# Need a crew?



## Beau F (Jul 6, 2012)

I'm looking to go fishing on Saturday June 1st for opening season. I had my own boat and gear but sold it due to PCS'ing to Kansas in July. I live in gulf breeze right now. Any can see my prior posts and online profile that I'm active duty AF and love to fish, especially for red snapper, that's too easy for me. I have extensive experience fishing, bottom, trolling, etc being from key west. I can help rig baits, clean fish, pay for fuel, and fish or pay for bait. I use to launch my boat out of NAS P-cola, so I'd prefer to meet in P-cola but would make the trip to Destin in a pinch. I can bring 3 coolers full of ice from my work to help keep cost down. If you do any trolling, I have a brand new Tiagra 30w spooled with high vis 50lb test. Also have 2 Penn senator 4/0 and a 6000 and 7000 spinner ready to go. but aren't in great shape. I'm on leave from work from the first till the 5th so I can fish any of those days. And just about any weekend after that. Also, work is really slow so I can do weekdays as well.
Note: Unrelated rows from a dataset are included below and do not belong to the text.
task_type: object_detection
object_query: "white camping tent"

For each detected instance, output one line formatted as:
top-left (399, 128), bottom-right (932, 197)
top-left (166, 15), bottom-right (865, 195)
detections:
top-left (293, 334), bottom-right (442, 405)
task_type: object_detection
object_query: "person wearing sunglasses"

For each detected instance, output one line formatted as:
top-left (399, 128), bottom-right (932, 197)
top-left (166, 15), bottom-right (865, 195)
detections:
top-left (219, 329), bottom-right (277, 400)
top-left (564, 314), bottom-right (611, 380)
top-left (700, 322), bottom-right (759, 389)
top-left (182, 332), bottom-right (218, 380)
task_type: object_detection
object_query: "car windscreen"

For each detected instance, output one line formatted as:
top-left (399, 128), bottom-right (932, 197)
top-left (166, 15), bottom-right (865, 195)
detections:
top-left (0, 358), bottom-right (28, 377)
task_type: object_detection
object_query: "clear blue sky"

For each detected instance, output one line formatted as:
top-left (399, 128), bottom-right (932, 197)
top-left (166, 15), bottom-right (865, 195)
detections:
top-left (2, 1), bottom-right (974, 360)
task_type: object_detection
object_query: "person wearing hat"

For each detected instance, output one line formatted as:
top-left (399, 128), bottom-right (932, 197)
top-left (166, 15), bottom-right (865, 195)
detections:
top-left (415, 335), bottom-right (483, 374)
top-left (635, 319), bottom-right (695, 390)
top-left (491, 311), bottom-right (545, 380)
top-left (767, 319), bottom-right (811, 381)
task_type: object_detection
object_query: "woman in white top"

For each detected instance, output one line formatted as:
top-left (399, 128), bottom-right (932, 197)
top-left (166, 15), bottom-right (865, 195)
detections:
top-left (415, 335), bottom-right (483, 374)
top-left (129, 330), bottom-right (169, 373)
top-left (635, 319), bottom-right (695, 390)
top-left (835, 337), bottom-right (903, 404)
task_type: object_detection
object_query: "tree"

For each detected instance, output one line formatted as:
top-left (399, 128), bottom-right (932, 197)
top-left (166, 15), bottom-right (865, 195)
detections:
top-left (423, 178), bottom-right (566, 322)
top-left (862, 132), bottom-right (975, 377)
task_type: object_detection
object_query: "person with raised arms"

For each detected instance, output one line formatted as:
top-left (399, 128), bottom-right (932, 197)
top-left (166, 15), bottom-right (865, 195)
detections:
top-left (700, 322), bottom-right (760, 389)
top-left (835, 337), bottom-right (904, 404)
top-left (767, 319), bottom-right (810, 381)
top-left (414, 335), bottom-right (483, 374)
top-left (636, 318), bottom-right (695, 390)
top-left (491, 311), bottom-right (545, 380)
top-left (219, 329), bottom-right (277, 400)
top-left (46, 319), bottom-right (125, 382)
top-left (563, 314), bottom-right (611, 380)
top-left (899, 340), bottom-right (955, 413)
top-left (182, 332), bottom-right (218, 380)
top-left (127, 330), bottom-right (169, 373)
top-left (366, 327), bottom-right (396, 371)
I also have 3 other guys that can fish with me, all active duty and work with me. Not too much experience but they are hard workers when it comes to cleaning things and getting stuff done, plus they have good paying jobs too so money for fuel and bait will be there. We aren't big fans of doing charters, just like to get out and have fun fishing.
Let me know if anyone wants the help.
Beau


----------



## old school (Nov 16, 2007)

*fidhing*

Sorry June 1 is a Sunday.


----------



## Beau F (Jul 6, 2012)

You're right. Sunday. Call it a typo.


----------



## Chapman5011 (Mar 7, 2013)

I will be down June 2nd threw 5th in orange beach and may need someone to fish with. I hate going offshore by myself. 
23 foot center console with twins is my boat


----------



## Beau F (Jul 6, 2012)

where exactly you launching out of? I'm game if the trip isn't too far.


----------



## Chapman5011 (Mar 7, 2013)

Boggy point public launch by the perdido pass bridge in orange beach. 
Water looks as it could be a little rough next week. Will have to see what Mother Nature does.


----------



## Beau F (Jul 6, 2012)

Bump this again, to see if anyone is heading out this Saturday the 7th and needs an extra guy to go.


----------